The report includes statistics, but also research with Social Security Scotland clients, staff and stakeholders. Most clients interviewed as part of the Charter research felt Social Security Scotland had been open with them by providing clear information about processes and timescales and regular updates on applications. Client interviewees said staff made them feel comfortable, treated them with kindness and listened to them. Nine in ten (94%) Client survey respondents who had been in contact with Social Security Scotland staff ‘agreed’ or ‘strongly agreed’ that they were treated with kindness.

Every year Social Security Scotland will collect information and data on the measures, put it into the framework and then publish the results. This is the second time the Charter Measurement Framework has been published.

Thank you to any panel members who helped to design Our Charter and the Charter Measurement Framework.

Feedback from Experience Panel members

It’s incredibly useful for us to understand who is on the Experience Panels and how they are experiencing being involved. The most recent survey asking panel members about this was carried out at the end of 2021.

In this survey, we asked panel members to update the information we hold about them. This information helps us to invite and hear from specific people when carrying out research on a given topic.

We also asked panel members to give feedback on their experience of being part of the Experience Panels. Nine out of ten (91%) panel members agreed or strongly agreed that they enjoyed being a member of the Experience Panels. Panel members said that having the opportunity to take part in research to help shape decision making made they feel listened to, and that they were making a difference to the lives of others. Over eight in ten panel members agreed that they were happy with the number of opportunities to take part in research (85%) and that the opportunities are relevant to them (80%).

There were some areas that respondents highlighted as suggestions or areas for improvement. Some panel members expressed missing group discussions and face to face events which have stopped since the start of the Coronavirus (COVID-19) pandemic. We continue to review how we interact with panel members in line with national restrictions and professional research guidance. We will offer face to face events once it is safe to do so. In the meantime, we are keen to ensure panel members can get involved in a way that suits them, whether through surveys, phone or video interviews. Another suggestion from panel members about how we work is for more updates and information about how Experience Panels research has been used in practice to help shape decisions about Social Security Scotland.

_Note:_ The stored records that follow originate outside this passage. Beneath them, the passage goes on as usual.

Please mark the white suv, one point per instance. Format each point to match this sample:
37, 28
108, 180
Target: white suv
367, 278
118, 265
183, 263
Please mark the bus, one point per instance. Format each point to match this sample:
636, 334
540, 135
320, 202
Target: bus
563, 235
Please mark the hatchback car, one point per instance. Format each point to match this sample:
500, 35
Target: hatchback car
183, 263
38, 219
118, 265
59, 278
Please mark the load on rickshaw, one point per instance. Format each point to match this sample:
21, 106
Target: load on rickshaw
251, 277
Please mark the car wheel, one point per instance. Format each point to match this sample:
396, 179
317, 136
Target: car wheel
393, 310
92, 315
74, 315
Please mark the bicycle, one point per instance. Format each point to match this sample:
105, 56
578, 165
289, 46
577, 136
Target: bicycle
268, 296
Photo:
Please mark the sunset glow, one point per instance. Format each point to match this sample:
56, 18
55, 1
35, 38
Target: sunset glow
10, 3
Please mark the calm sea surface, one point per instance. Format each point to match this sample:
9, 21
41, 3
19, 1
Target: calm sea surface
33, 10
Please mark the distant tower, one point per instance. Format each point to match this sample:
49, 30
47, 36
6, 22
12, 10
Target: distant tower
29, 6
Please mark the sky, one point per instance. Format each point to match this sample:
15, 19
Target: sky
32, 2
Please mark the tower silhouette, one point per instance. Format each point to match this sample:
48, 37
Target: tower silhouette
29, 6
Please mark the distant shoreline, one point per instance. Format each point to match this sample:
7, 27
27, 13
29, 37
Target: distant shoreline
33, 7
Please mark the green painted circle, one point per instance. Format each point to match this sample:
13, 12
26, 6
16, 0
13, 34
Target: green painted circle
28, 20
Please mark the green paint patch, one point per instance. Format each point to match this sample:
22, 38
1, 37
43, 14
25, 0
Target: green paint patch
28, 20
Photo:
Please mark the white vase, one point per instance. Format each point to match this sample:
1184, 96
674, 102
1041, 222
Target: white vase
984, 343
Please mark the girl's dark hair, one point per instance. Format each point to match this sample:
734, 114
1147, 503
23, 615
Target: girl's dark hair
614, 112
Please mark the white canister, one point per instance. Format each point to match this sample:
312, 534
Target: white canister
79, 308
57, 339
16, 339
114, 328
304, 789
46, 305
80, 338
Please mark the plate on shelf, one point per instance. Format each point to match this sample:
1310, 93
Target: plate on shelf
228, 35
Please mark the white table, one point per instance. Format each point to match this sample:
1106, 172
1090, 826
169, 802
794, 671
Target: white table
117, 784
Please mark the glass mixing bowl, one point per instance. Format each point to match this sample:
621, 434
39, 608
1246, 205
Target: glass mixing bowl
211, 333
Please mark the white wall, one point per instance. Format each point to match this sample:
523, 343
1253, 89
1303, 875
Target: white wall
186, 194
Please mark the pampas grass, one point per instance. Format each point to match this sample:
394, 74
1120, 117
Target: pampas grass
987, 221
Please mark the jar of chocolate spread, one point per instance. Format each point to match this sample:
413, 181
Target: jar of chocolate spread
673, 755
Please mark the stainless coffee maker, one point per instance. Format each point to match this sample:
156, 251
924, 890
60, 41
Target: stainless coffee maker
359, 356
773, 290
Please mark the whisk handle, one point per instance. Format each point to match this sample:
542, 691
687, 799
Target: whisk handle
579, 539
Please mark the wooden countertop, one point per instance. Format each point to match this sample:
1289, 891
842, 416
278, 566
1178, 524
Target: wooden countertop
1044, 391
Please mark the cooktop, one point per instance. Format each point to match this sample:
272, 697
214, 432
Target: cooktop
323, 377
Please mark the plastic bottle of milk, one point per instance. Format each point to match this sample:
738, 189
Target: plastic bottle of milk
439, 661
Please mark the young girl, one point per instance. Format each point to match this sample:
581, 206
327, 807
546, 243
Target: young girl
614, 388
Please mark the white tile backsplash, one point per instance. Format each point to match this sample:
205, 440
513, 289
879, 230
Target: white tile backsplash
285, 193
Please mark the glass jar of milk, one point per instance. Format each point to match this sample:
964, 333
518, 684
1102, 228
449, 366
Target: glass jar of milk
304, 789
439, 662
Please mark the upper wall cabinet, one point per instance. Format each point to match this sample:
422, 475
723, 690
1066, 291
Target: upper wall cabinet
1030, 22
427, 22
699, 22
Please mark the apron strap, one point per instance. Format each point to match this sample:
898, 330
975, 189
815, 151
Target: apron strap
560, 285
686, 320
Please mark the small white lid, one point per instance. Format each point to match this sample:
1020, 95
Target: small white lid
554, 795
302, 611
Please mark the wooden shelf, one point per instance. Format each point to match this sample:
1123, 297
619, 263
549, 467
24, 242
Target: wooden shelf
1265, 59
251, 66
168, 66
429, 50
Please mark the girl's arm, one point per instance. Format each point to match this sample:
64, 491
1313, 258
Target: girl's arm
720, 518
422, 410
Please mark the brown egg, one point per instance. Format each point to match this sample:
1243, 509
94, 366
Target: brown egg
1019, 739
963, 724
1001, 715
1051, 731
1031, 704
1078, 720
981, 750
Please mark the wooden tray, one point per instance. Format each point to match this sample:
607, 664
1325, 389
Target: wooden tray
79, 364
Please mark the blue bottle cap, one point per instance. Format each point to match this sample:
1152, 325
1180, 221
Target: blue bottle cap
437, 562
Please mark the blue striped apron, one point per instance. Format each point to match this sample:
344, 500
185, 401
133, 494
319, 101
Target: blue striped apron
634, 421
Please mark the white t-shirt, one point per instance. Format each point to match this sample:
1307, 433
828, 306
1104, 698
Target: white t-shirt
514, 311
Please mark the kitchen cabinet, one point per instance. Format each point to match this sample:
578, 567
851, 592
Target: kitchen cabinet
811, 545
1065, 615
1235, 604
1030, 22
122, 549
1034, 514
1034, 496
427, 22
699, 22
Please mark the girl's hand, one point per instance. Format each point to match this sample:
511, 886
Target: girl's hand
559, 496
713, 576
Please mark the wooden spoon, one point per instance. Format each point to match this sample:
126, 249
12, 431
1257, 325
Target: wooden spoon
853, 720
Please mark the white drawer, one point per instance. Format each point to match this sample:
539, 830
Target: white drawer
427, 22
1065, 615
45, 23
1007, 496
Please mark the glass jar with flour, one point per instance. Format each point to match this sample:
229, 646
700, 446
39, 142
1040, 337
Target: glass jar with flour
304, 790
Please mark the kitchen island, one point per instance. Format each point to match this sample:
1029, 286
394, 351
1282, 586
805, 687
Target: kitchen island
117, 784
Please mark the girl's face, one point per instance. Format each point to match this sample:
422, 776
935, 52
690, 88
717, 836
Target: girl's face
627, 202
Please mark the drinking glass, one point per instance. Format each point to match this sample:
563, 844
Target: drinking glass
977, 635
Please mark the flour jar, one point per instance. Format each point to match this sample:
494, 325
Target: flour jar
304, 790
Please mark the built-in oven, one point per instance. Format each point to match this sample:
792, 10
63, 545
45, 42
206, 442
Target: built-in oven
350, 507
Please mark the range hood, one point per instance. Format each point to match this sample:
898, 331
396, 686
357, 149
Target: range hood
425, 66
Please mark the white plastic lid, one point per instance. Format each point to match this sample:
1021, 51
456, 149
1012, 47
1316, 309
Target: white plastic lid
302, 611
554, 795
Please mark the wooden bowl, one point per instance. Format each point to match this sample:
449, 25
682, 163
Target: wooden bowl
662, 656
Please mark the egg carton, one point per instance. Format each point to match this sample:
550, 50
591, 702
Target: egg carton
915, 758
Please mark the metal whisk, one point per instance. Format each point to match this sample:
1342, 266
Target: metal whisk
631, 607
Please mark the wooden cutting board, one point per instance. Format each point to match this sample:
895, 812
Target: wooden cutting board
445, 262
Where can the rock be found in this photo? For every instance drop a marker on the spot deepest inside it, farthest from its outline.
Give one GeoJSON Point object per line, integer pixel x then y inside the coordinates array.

We will share the findings of this survey early in 2022.

User research and testing

In 2021, we worked with our partner user researchers to give panel members opportunities to get involved in shaping specific elements of the design of Social Security Scotland's systems and processes. This is different from our usual surveys and interviews. It involves asking panel members to look at draft parts of a process to make sure those systems are as easy to use as possible.

In 2021, there were five rounds of user research and at least 234 panel members took part in user testing interviews.

User testing like this feeds directly into design, and doesn’t have a research report like our other work. We do, however, include articles in our newsletters on how such testing has shaped processes.

There are more user research sessions scheduled to take place over 2022.